During the sleepless hours last night, he had refused to let his mind linger there. She had moved on.

But in the light of day, he couldn’t figure out what she was still doing in Bailey’s Cove working as a paralegal. She either hadn’t gone to law school or she’d given it up for some reason. That she wouldn’t have passed the bar was not an option, for she was the only person in their high school whose grades were better than his.

Once he had looked through the stack of files he had pulled, the chatter level downstairs had risen to boisterous. He doubted they knew he was here, as Shamus’s wife had insisted she make breakfast for him, and Shamus had driven him to the office. His rental car would arrive in two days. A reminder how remote Bailey’s Cove was from the rest of the world.

His office door stood open, so if anyone came upstairs, they would see him, but diplomacy dictated it was time to go downstairs to let them know he was here. He didn’t want to be charged with big-city guerrilla tactics or give anyone a heart attack by coming down later in the morning and have them get all paranoid about what he might have heard or seen that they didn’t know about. And he smelled coffee.

In a few moments, he was down the stairs and approaching the door to the coffee room. Break room, they called the fully equipped kitchen with three large round tables and a dozen and a half chairs. The closer he got, the more understandable the words were through the door.

Something indistinct and then clearly, “...Delainey.”

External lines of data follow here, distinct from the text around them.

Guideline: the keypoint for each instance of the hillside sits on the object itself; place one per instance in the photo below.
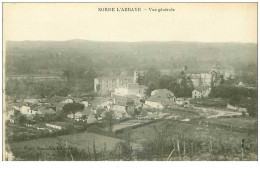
(33, 56)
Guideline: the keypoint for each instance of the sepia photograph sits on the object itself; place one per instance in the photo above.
(130, 82)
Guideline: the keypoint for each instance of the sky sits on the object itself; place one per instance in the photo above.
(202, 22)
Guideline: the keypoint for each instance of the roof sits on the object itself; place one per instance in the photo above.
(20, 104)
(46, 111)
(133, 86)
(77, 100)
(201, 88)
(87, 111)
(99, 100)
(122, 101)
(31, 100)
(114, 77)
(161, 95)
(55, 99)
(58, 104)
(180, 99)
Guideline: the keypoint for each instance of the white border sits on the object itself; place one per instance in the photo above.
(128, 169)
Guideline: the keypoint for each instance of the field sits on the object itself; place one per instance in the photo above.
(204, 139)
(83, 141)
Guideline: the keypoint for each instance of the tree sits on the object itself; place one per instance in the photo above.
(151, 86)
(152, 76)
(73, 108)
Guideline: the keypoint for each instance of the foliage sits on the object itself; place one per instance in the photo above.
(108, 119)
(73, 108)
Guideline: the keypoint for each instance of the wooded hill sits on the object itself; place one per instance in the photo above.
(33, 56)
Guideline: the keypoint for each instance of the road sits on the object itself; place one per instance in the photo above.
(215, 113)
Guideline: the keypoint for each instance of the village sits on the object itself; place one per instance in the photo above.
(120, 105)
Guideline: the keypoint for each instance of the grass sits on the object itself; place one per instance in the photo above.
(226, 143)
(81, 141)
(210, 102)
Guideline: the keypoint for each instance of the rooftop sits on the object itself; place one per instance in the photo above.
(115, 77)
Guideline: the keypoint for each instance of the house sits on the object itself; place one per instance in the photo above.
(236, 108)
(54, 126)
(56, 99)
(45, 111)
(31, 101)
(58, 106)
(180, 101)
(160, 98)
(106, 85)
(201, 91)
(132, 89)
(68, 100)
(24, 109)
(85, 103)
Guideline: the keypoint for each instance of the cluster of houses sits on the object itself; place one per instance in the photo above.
(42, 107)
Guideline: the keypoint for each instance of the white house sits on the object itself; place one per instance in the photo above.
(154, 104)
(160, 98)
(68, 100)
(26, 110)
(54, 126)
(196, 94)
(85, 103)
(180, 101)
(200, 92)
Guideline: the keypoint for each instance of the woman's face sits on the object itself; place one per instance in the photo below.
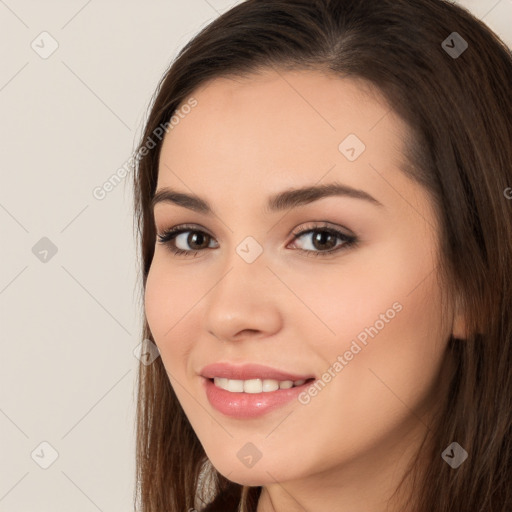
(363, 319)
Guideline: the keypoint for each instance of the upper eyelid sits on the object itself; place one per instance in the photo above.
(295, 232)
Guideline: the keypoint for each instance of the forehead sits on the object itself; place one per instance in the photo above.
(281, 128)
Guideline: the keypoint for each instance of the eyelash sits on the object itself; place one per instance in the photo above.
(169, 235)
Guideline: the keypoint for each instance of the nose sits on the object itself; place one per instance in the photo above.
(244, 303)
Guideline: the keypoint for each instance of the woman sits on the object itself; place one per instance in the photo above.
(376, 137)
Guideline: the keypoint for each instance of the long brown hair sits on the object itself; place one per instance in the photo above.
(458, 108)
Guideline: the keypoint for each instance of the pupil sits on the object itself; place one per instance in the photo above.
(192, 239)
(321, 237)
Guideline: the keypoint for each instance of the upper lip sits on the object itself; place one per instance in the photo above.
(249, 371)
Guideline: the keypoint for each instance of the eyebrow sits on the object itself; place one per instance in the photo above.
(282, 201)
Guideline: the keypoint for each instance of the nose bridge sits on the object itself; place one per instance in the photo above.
(242, 298)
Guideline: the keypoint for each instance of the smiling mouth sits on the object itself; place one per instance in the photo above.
(256, 385)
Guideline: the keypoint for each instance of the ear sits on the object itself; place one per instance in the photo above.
(459, 325)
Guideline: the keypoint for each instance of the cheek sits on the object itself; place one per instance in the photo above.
(168, 305)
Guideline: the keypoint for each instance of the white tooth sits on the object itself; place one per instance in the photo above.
(253, 386)
(221, 382)
(270, 385)
(235, 386)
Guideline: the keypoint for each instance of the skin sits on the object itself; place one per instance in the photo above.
(250, 138)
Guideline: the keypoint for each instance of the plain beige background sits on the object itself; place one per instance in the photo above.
(69, 297)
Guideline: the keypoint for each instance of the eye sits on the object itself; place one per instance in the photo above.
(185, 235)
(323, 240)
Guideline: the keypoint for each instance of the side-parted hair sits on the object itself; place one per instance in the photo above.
(458, 109)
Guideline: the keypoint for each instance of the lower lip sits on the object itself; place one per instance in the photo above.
(249, 405)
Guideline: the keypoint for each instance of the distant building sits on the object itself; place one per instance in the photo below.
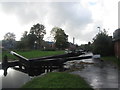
(116, 39)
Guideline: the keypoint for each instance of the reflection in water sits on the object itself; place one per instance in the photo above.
(100, 75)
(14, 79)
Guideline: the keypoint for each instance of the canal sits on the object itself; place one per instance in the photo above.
(99, 74)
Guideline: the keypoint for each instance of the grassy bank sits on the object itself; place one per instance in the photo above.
(57, 80)
(112, 59)
(32, 54)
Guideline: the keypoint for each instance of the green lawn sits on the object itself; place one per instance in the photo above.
(32, 54)
(112, 59)
(57, 80)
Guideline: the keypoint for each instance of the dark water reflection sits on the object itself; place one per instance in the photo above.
(14, 79)
(100, 75)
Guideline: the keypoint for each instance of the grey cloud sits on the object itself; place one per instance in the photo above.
(72, 16)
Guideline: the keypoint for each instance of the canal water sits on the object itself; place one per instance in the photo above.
(14, 79)
(98, 75)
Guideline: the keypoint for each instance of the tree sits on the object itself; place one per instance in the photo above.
(61, 39)
(27, 41)
(39, 31)
(9, 41)
(102, 44)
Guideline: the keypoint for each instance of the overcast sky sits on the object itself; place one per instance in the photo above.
(78, 19)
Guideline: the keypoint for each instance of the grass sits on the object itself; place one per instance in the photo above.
(32, 54)
(57, 80)
(112, 59)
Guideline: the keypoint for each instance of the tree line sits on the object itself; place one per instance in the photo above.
(102, 43)
(34, 39)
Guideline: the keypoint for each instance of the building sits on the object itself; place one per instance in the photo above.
(116, 39)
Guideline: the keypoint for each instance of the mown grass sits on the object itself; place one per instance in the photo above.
(57, 80)
(112, 59)
(31, 54)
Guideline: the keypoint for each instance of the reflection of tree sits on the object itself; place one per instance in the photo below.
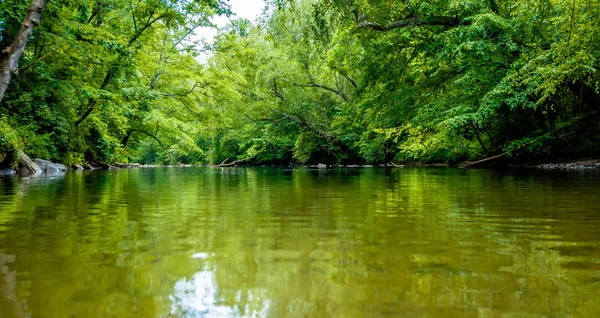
(405, 242)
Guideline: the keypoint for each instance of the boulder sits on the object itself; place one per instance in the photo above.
(7, 172)
(26, 165)
(50, 167)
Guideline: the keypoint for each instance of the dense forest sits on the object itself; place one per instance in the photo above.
(311, 81)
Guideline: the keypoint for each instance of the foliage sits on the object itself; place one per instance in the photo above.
(311, 81)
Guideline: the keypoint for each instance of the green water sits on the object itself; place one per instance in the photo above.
(202, 242)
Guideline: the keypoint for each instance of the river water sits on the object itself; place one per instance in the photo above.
(264, 242)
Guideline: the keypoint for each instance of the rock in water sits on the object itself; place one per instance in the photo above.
(50, 167)
(7, 172)
(26, 165)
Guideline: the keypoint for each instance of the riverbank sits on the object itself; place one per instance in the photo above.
(27, 167)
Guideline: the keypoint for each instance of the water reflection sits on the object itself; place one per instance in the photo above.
(199, 297)
(9, 301)
(274, 242)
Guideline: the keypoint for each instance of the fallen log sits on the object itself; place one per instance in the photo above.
(231, 164)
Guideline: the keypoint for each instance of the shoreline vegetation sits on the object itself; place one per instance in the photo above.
(28, 167)
(467, 83)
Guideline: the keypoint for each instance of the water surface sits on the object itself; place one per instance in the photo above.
(262, 242)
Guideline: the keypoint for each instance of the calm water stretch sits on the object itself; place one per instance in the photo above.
(262, 242)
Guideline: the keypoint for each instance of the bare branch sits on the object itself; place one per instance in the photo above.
(413, 21)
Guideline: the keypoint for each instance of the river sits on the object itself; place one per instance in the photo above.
(267, 242)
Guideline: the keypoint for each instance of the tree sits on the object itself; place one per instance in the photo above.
(9, 57)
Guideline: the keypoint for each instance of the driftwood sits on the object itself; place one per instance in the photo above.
(231, 164)
(485, 160)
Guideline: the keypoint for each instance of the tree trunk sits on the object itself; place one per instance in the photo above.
(9, 57)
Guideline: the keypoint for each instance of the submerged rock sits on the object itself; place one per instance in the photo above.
(50, 167)
(7, 172)
(26, 165)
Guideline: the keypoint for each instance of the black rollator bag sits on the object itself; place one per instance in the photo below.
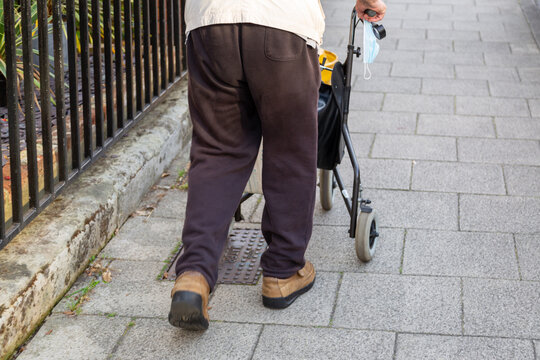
(331, 145)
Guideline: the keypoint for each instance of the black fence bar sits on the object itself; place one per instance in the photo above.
(96, 56)
(107, 39)
(85, 76)
(129, 58)
(104, 43)
(30, 123)
(73, 86)
(118, 63)
(155, 46)
(162, 44)
(147, 55)
(48, 167)
(138, 54)
(63, 172)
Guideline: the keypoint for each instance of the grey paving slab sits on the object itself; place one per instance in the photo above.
(458, 177)
(425, 347)
(454, 87)
(499, 213)
(456, 125)
(425, 44)
(387, 85)
(452, 58)
(428, 104)
(137, 298)
(146, 239)
(243, 303)
(362, 144)
(414, 209)
(468, 105)
(156, 339)
(534, 105)
(173, 205)
(418, 70)
(75, 337)
(501, 308)
(486, 73)
(522, 180)
(414, 147)
(287, 342)
(382, 122)
(331, 249)
(451, 253)
(399, 303)
(518, 128)
(366, 100)
(379, 173)
(499, 151)
(528, 250)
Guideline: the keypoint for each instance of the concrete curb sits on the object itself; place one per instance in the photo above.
(41, 263)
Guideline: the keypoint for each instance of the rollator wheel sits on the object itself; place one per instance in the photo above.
(367, 233)
(326, 188)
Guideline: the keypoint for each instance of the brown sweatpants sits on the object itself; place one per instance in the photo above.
(248, 81)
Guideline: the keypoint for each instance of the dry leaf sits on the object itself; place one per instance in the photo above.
(107, 277)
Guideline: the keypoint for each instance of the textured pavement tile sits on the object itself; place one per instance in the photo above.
(456, 125)
(382, 122)
(499, 213)
(399, 303)
(387, 85)
(378, 173)
(481, 46)
(137, 298)
(468, 105)
(534, 105)
(145, 239)
(243, 303)
(454, 87)
(518, 128)
(486, 73)
(514, 89)
(156, 339)
(452, 58)
(80, 337)
(362, 144)
(501, 308)
(366, 101)
(414, 147)
(429, 104)
(522, 180)
(412, 209)
(431, 347)
(458, 177)
(450, 253)
(424, 44)
(287, 342)
(528, 249)
(173, 205)
(498, 151)
(331, 249)
(423, 70)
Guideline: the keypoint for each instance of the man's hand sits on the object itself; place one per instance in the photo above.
(376, 5)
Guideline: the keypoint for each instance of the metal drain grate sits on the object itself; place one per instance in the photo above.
(240, 261)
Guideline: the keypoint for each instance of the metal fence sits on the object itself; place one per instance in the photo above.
(76, 76)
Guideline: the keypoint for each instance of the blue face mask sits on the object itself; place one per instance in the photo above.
(371, 48)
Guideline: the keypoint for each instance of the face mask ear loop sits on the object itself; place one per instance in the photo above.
(367, 72)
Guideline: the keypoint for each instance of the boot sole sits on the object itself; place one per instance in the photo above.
(187, 312)
(284, 302)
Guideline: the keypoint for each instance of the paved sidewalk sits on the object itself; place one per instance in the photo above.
(448, 136)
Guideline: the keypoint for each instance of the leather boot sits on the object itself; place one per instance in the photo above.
(189, 306)
(280, 293)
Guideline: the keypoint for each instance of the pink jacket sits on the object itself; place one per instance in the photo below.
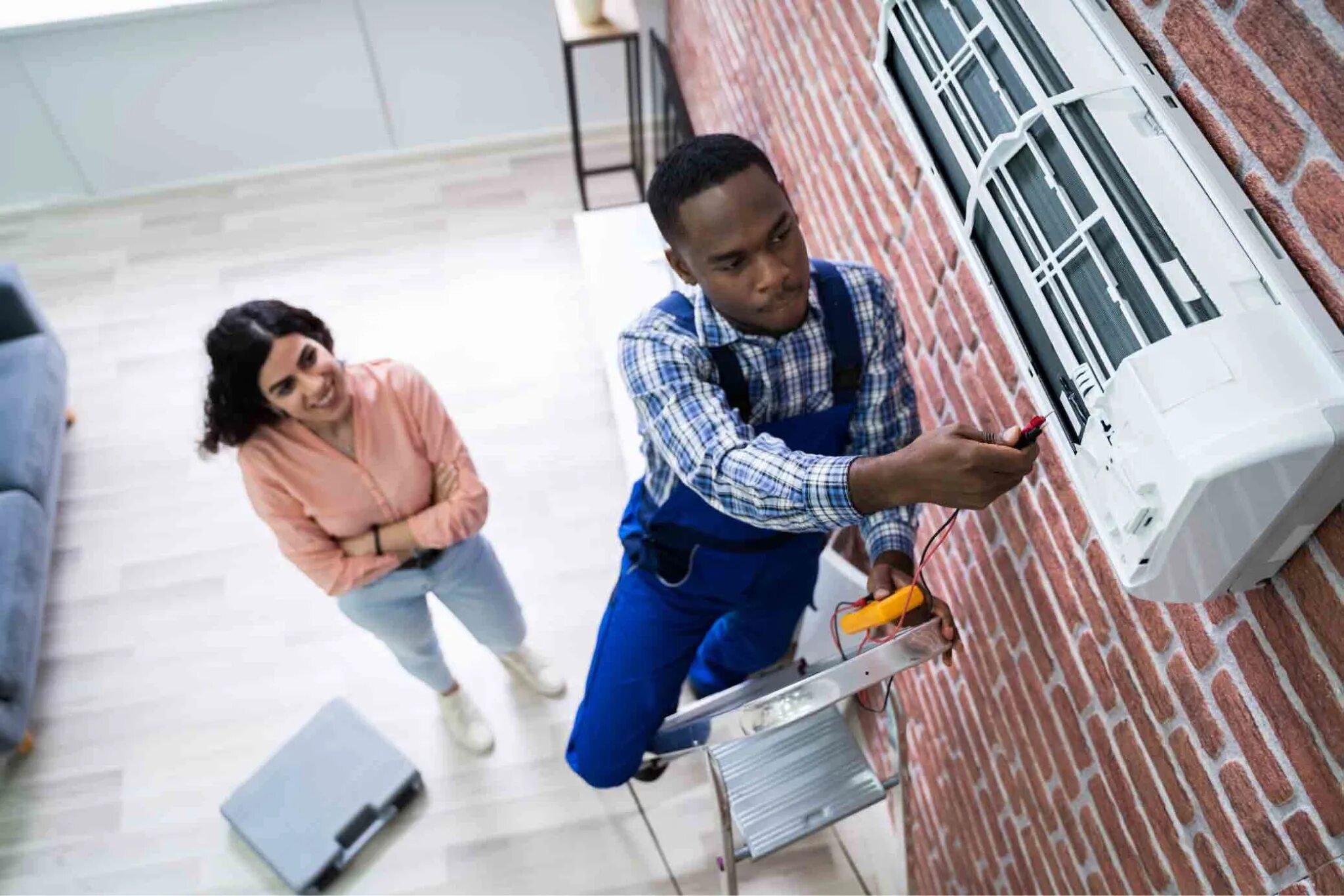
(312, 496)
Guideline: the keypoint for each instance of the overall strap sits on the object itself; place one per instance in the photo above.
(732, 379)
(842, 332)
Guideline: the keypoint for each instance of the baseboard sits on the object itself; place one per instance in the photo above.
(531, 142)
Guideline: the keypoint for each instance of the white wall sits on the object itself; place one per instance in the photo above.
(123, 104)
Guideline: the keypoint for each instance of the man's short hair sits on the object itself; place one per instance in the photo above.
(696, 165)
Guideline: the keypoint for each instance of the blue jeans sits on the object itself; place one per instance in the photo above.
(732, 615)
(468, 579)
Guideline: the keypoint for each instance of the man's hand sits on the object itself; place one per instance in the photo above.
(955, 466)
(891, 571)
(445, 483)
(359, 546)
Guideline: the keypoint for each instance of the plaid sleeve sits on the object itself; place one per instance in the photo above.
(886, 417)
(751, 478)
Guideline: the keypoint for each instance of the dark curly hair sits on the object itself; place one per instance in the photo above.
(696, 165)
(238, 346)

“She’ll be in after she talks to her daughter’s teacher,” Patty was saying to someone.

Hunter stopped cold. Daughter? Delainey had a child? Maybe she was married after all. Though her name was still Talbot, that didn’t really mean anything anymore.

“I guess she wants to bring dinosaur cookies for her birthday next week and the teacher is enforcing the sugar moratorium they agreed on for the class New Year’s resolution.”

“Well, that’s hardly fair to do to a bunch of six-year-olds.”

Hunter hadn’t gotten into a prestigious law school by being a dullard, and the math of that simple statement smacked him in the face.

Delainey had a child who would be six years old next week. Unless she was having sex with someone else at the same time she was having sex with him...his child.

How could she not tell him?

He spun around to head back toward Shamus’s office.